Putting savings to good use – a personal experience

Hazel Mitchell writes about investing ethically

When my husband retired and received a modest lump sum we looked for a good way to support firms which had an ethical outlook, in order not to put money into fossil fuels, tobacco, arms, etc. We explored possibilities and came across Investing Ethically, advertising in The Friend.

It was founded in 2000 by Alan Kirkham – a Quaker. Alan was passionate about a simple idea that if each of us, as investors, can affect how our money is used collectively we can make a real difference to tackling the problems of the world. So IE was founded on Quaker principles and values such as honesty, transparency and simplicity which remain at the heart of the running of the business today.

This is not a new idea. Quakers in the 17th century avoided companies involved in slavery, weapons, tobacco or alcohol.  Pax World was launched in the USA in 1971 for investors not wanting to support the Vietnam War, and the first UK ethical fund – Stewardship – was started in 1984 by Friends Provident.
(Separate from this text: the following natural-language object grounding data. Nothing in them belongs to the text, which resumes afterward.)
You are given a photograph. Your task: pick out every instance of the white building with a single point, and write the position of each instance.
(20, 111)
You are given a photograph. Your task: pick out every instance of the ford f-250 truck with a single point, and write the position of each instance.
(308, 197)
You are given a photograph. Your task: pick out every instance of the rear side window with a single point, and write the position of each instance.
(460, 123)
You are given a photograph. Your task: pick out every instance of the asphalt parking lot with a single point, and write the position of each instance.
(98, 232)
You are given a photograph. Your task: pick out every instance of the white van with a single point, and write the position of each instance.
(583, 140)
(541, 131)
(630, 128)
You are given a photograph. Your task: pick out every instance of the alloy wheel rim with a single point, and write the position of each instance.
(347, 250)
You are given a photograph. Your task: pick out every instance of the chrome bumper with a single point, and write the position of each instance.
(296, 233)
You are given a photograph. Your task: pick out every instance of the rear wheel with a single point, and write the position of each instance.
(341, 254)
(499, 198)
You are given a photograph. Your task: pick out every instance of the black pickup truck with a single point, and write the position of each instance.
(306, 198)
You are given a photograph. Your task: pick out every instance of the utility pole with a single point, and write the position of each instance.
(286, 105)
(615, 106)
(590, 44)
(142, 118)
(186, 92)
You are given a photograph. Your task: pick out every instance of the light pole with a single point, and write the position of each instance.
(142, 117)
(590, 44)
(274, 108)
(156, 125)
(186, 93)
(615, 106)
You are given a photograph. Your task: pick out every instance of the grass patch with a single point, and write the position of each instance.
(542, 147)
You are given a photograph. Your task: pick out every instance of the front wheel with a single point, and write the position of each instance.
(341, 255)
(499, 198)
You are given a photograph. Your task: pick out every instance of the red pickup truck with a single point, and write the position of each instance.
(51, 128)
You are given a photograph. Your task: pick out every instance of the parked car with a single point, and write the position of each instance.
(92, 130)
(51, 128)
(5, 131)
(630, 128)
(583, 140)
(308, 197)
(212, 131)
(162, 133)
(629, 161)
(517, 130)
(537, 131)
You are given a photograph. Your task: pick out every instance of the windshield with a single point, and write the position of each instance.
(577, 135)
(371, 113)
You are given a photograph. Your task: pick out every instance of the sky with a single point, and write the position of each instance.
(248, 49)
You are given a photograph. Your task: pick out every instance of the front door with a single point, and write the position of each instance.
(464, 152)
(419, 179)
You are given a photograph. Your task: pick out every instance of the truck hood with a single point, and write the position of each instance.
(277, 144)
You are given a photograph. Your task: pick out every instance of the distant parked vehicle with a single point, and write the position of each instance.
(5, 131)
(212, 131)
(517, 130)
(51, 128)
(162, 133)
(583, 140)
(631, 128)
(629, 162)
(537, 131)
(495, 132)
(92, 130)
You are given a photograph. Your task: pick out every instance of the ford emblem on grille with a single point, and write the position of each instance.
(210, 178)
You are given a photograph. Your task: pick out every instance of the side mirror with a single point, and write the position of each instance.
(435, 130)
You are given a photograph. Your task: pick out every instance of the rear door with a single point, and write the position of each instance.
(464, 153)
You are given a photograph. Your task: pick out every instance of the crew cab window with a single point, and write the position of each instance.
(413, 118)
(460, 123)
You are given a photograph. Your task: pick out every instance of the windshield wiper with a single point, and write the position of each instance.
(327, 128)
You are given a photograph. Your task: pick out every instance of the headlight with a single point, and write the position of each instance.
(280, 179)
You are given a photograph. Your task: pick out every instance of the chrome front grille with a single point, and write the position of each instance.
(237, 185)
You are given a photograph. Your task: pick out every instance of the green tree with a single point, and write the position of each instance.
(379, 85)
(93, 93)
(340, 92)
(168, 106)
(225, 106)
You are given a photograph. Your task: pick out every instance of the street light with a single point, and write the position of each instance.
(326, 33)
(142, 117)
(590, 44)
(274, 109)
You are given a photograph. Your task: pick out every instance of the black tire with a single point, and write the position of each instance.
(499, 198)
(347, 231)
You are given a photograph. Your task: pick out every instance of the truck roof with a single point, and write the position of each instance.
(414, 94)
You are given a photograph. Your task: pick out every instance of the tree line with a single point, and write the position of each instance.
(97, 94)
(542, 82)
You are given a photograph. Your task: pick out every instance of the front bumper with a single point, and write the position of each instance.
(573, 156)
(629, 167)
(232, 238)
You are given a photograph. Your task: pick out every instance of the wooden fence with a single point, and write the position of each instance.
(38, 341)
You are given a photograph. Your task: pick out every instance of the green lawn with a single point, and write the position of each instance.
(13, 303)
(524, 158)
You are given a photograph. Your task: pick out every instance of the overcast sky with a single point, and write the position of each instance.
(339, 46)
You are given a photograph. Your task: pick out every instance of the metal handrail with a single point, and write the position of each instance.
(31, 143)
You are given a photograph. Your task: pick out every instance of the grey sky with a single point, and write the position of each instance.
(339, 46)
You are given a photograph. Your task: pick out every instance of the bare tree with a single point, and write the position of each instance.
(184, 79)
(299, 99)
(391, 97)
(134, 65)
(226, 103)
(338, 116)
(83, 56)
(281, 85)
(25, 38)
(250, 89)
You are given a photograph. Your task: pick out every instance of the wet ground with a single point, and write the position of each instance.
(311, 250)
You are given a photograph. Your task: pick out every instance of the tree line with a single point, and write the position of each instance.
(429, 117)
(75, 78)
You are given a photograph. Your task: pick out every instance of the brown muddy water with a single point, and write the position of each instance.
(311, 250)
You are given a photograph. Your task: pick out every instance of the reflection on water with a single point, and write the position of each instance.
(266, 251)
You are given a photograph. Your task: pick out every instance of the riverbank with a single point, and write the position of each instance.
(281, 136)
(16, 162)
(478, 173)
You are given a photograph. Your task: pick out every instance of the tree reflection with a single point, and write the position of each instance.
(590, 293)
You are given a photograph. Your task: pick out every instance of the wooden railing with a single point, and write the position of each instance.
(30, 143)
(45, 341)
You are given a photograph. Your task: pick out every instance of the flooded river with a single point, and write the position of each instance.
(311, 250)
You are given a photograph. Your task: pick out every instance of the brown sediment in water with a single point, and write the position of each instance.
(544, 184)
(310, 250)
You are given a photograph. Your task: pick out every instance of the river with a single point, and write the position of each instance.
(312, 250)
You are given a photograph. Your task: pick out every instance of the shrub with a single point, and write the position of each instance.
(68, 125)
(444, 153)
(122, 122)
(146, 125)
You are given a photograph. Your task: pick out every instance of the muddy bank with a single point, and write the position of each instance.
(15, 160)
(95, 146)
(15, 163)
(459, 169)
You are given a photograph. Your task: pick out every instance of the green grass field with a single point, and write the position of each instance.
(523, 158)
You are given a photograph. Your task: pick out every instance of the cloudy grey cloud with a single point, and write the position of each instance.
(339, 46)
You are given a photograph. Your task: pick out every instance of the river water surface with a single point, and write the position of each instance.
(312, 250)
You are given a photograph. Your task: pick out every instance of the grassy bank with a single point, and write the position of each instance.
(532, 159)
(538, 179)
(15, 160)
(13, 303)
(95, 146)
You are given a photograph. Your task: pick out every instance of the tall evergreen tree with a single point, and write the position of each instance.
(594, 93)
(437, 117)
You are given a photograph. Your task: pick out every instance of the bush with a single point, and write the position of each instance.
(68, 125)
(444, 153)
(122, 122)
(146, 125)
The first specifically environmental fund – Jupiter Ecology – was launched in 1988.

As for IE, it has grown gradually and now has four directors and one employee, based in Norwich. In the last few years it has committed to being a Living Wage Employer, progressed to ‘Silver’ level on the Norfolk Carbon Charter and been a founding signatory to HM Treasury’s Women in Finance Charter. They have won Sustainable Ethical Planner of the Year and been finalists in Small Adviser of the Year.

We are very well looked after by IE and are delighted to support, and be supported, by a business solidly based on values dear to Friends. We would be happy to give more information.

Editor’s note #1: In 2017 British Quakers were one of 14 Christian faith traditions to contribute specific faith guidelines to the Zug Guidelines for faith-consistent investing devised by Martin Palmer’s Bath-based charity ARC. This initiative has now become the international charity Faithinvest; British Quakers remain involved.

Since 2017 Quakers in Britain and dozens of other groups from eight major faith traditions the world have committed to their own distinct faith-consistent investment guidelines as part of a world-wide movement started in Bath and now called Faithinvest

Editor’s note #2: this article does not in any sense constitute financial advice. Other ethical investment services exist. Investments can go down as well as up, or as they say about cars YMMV (“your mileage may vary”).